Exploring new algorithms and hardware architectures for Genomic Sequence Alignment
Our understanding of human genomes today is affected by the ability of modern computing technology to quickly and accurately determine an individual’s entire genome. However, timely analysis of genomic data remains a challenge. One of the most fundamental computational steps in most bioinformatics analyses is genomic sequence alignment. The execution time of this step constitutes the main performance bottleneck in genomic data analysis. In our research group, we developed several efficient hardware architectures and algorithmic solutions to tackle this problem. You will work with other researchers to design and analyze new algorithms and ideas. You will also implement and evaluate these new algorithms using real genomic data.
Navigating the Main Memory Landscape with Fast and Novel Infrastructures
Memory is the major performance, energy and reliability bottleneck of all data-intensive workloads, e.g., graph processing, machine learning using large data sets, data analytics, databases, genome analysis. The landscape of main memory is quickly changing with any technologies appearing and being proposed. This includes 3D-stacked memory designs that are capable of processing in memory, new non-volatile memory technologies that are poised to replace DRAM, and many new types of DRAM architectures. The impact of such new technologies on systems and applications need to be quickly evaluated and understood, with rigorous evaluation infrastructures. Our group develops and openly makes available such infrastructures. A prominent example is Ramulator, which is a very flexible and fast open-source infrastructure for simulating DRAM architectures: https://github.com/CMU-SAFARI/ramulator. This infrastructure is widely used in both academia and industry (e.g., by Google, Apple, AMD, Samsung). Your task in this project is to first understand Ramulator and then improve and extend it. Some extensions include support for the new technologies mentioned above (processing in memory, non-volatile memory, hybrid memories, new DRAM architectures). You will also evaluate the impact of such technologies on real workloads.

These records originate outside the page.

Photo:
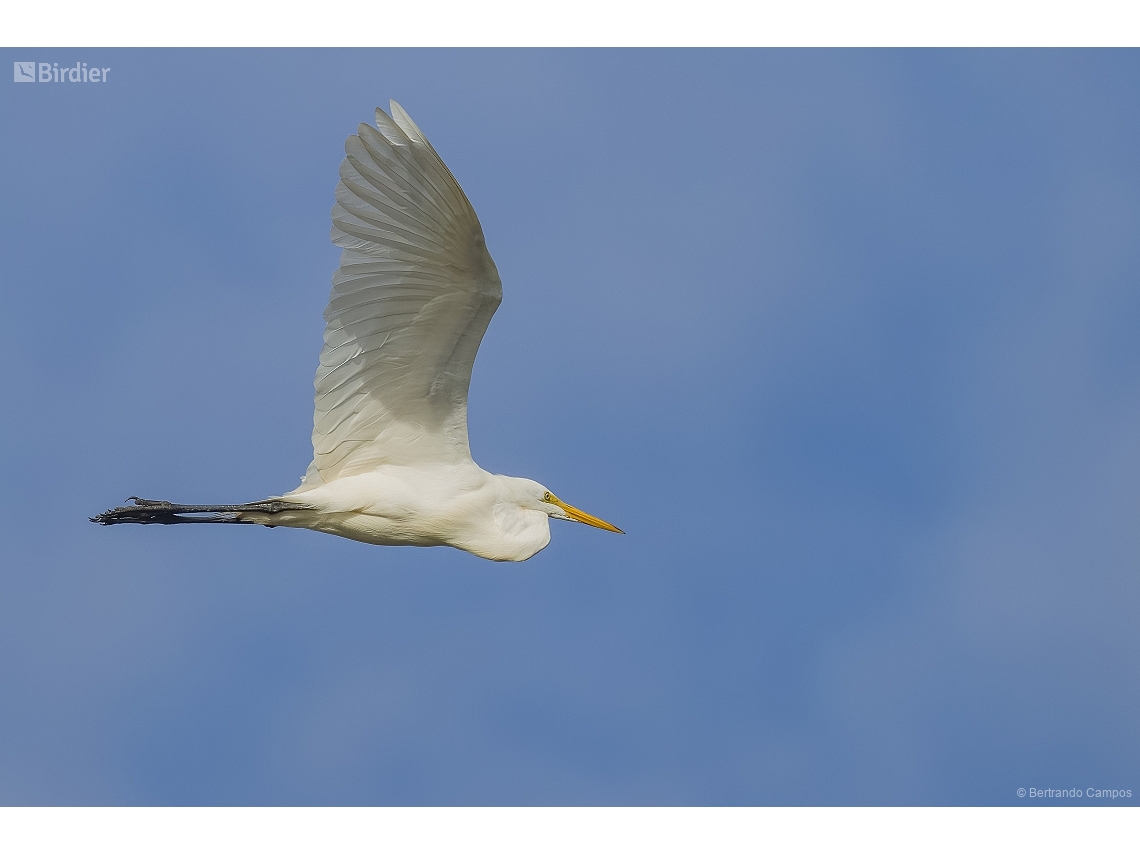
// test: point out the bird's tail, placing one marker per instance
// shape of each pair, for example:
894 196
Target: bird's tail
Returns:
148 512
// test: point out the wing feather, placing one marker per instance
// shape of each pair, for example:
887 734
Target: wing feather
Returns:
410 301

DRAM-based main memory is used in most computers today. Manufacturers have been optimizing DRAM capacity and bandwidth for years, but little effort has been done for designing secure memories. Our goal is to discover new security vulnerabilities in DRAM and propose new mechanisms that provide security support in DRAM. This requires characterizing DRAM under different working conditions and testing different data and address patterns. Our group has developed a DRAM testing infrastructure for memory characterization. To design new in-Memory security mechanisms, our group has developed a DRAM simulator that allows evaluating new hardware features in DRAM quickly. You will be involved with designing and conducting experiments with other researchers. The goals are: 1) discover new security vulnerabilities and identify new attack vectors that might compromise the security of the system, and 2) designing new security mechanisms that protect from these and other vulnerabilities using our infrastructure.